Each isolated aaRS was treated as a separate experiment, and GFP levels were compared with the progenitor from which it was evolved by a one-tailed heteroscedastic t-test. Significance is reported where P was found to be <0.01. To verify aaRS activity, we independently re-introduced (by MAGE) the specific identified mutations into the aaRS in the genomically recoded organism strain and repeated the evaluation of aaRS activity in these strains. Dot-plot graphs of collected data points can be found in Supplementary Note 7.

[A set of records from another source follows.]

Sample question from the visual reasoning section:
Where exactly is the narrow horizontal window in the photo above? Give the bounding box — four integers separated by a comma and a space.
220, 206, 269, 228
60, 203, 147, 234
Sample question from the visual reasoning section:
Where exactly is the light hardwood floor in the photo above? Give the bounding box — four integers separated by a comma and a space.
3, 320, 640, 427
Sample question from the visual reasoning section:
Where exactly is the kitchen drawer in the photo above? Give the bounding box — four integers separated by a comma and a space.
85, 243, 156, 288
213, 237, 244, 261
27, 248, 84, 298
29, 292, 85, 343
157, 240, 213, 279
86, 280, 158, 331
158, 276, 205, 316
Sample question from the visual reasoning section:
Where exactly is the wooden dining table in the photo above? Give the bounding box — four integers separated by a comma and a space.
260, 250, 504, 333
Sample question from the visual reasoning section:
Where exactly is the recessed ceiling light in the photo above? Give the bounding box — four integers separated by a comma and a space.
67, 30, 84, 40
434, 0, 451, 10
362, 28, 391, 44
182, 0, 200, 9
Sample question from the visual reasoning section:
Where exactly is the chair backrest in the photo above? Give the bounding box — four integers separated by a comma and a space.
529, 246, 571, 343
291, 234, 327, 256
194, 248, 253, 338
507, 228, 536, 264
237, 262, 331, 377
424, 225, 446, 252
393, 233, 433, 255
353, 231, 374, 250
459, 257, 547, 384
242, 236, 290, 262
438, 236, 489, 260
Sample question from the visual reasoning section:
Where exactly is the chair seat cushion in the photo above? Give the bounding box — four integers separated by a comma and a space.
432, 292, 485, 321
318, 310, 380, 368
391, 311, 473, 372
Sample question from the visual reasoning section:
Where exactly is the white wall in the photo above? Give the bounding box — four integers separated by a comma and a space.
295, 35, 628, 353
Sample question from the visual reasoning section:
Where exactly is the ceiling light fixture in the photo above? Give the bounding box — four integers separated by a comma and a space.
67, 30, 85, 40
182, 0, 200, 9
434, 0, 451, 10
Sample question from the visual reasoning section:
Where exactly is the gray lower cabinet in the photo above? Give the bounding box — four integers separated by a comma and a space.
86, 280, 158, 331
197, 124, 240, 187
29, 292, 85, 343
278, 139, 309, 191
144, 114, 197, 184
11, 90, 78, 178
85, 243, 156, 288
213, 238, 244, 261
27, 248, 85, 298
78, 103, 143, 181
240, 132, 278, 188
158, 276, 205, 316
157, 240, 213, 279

Flow cytometry analysis and cell sorting

GFP expression was induced as above. Following ~16 h of induction, cells were washed twice in PBS and diluted 1:100 in PBS. Cell fluorescence analysis and sorting was performed using a FACS-Aria flow cytometer (BD-Biosciences) and FACS Diva software. Sorted fractions were recovered for 1 h in 0.5–1 ml LBmin media before small aliquots were plated on LBmin plates supplemented with 30 μg/ml kanamycin for individual colony analysis. The remaining mixed culture was grown to confluence in LBmin media with 30 μg/ml kanamycin and frozen at −80 °C to maintain diversity.

ELP expression and purification

Before batch expression, starter cultures (2 ml) of 2× YT media supplemented with 30 μg/ml kanamycin and 20 μg/ml chloramphenicol were inoculated with transformed cells from a fresh agar plate or from stocks stored at −80 °C, and incubated overnight at 34 °C while shaking at 250 r.p.m. Expression cultures (250 ml flasks containing 50 ml of 2× YT media, antibiotics, 0.2% arabinose and 1 mM of the nsAA) were inoculated with 0.5 ml of the starter culture and incubated at 34 °C for 4 h and then reporter protein expression was induced with 60 μg/ml anhydrotetracycline.

Cells were harvested 24 h after inoculation by centrifugation at 4,000g for 15 min at 4 °C. The cell pellet was resuspended by vortex in ~1.5 ml PBS buffer and stored at −80 °C or immediately purified. For purification, resuspended pellets were lysed by ultrasonic disruption (9 cycles of 10 s sonication separated by 40 s intervals). Poly(ethyleneimine) (0.2 ml of 10% solution) was added to each lysed suspension before centrifugation at 15,000g for 3 min to separate cell debris from the soluble cell lysate.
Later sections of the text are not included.